De tests die uw arts uitvoert kunnen omvatten:
-
Bloedonderzoek. Deze kunnen controleren op auto-immuunziekten en ervoor zorgen dat u de juiste schildklierhormoonspiegels heeft.
-
CT-scans of MRI's. Met deze onderzoeken kan uw arts uw hersenen en hersenzenuwen bekijken.
-
Echografie. Een echografie kan helpen om de oogspieren te onderzoeken.
-
Ruggenmergpunctie. Ook bekend als een lumbaalpunctie, deze test wordt gedaan om de oorzaak van verhoogde intracraniële druk te zoeken.
-
Zenuwstimulatietests. Deze tests testen uw zenuwen en hoe ze reageren.
Naast deze onderzoeken kan uw arts u doorverwijzen naar een oogarts voor een goede diagnose en behandeling.
Superior Oblique Palsy behandeling
De behandeling van een superieure schuine stand hangt af van de oorzaak en de ernst. Sommige superieure oblique palsy gaan vanzelf over. Dit is vaak het geval bij idiopathische vierde zenuw verlamming. Verlammingen als gevolg van letsel kunnen ook na verloop van tijd verbeteren, maar in andere gevallen verdwijnen ze helemaal niet.
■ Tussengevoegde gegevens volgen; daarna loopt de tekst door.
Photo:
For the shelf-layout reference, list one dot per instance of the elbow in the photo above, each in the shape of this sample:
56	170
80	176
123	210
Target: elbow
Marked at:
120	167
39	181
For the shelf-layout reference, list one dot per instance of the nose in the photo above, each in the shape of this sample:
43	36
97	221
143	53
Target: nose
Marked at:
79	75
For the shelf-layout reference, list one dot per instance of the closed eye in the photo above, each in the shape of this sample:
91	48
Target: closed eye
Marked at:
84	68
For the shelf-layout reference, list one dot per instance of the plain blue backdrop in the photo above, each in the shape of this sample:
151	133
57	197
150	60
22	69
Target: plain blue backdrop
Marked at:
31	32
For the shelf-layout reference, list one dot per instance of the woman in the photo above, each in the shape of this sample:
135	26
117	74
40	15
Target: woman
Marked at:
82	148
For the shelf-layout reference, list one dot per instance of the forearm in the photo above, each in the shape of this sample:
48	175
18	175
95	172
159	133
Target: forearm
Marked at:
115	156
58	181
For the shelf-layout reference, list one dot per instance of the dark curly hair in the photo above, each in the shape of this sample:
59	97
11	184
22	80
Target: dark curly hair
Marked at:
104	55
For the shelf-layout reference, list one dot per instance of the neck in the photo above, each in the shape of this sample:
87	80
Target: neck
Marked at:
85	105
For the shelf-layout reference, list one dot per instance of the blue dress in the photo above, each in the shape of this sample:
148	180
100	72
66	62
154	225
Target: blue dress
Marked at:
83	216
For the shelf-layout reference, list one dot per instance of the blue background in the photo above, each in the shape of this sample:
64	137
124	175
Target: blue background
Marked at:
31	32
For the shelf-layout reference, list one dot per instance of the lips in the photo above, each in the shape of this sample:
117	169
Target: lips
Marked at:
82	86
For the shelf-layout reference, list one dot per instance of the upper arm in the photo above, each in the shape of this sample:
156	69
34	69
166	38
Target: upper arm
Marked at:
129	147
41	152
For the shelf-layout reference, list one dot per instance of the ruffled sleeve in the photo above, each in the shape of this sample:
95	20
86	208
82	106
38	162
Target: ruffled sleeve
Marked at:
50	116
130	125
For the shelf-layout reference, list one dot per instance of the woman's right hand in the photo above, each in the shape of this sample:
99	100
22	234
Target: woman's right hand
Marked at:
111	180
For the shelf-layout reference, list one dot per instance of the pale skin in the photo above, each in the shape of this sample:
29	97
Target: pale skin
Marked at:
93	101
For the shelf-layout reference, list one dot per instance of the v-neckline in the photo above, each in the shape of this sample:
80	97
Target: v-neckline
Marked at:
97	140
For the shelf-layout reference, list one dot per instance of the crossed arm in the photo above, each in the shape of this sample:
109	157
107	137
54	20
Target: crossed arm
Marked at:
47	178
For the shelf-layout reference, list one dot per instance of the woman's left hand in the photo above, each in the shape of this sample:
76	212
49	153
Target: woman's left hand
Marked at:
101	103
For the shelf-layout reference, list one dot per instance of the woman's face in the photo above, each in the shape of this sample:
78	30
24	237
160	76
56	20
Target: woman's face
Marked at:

Een operatie kan nodig zijn als er druk op de vierde hersenzenuw staat. Andere mogelijke behandelingen zijn:
-
Pijnstillers zonder recept
-
Prismabrillen, die kunnen helpen bij dubbelzien
-
Een ooglapje, dat ook kan helpen bij dubbelzien
-
Chirurgie die de ogen opnieuw kan uitlijnen
Superior Oblique Palsy Complicaties
Leven met een Superior Oblique Palsy hoeft niet moeilijk te zijn. Het heeft meestal weinig complicaties. Als deze aandoening niet vanzelf oplost, kan de manier waarop uw ogen samenwerken veranderen.
Kinderen met deze aandoening zijn wel gevoelig voor een verandering in hoe hun gezicht eruit ziet. Dit is een probleem, vooral bij kinderen met een scheef hoofd. Bij een scheve stand van het hoofd ontwikkelen de spieren aan de ene kant van het gezicht zich anders dan aan de andere kant. Hierdoor ziet het gezicht er na verloop van tijd anders uit.
Met de juiste behandelingen of zelfs een operatie kunnen u en uw kind echter een leven leiden zonder deze complicaties.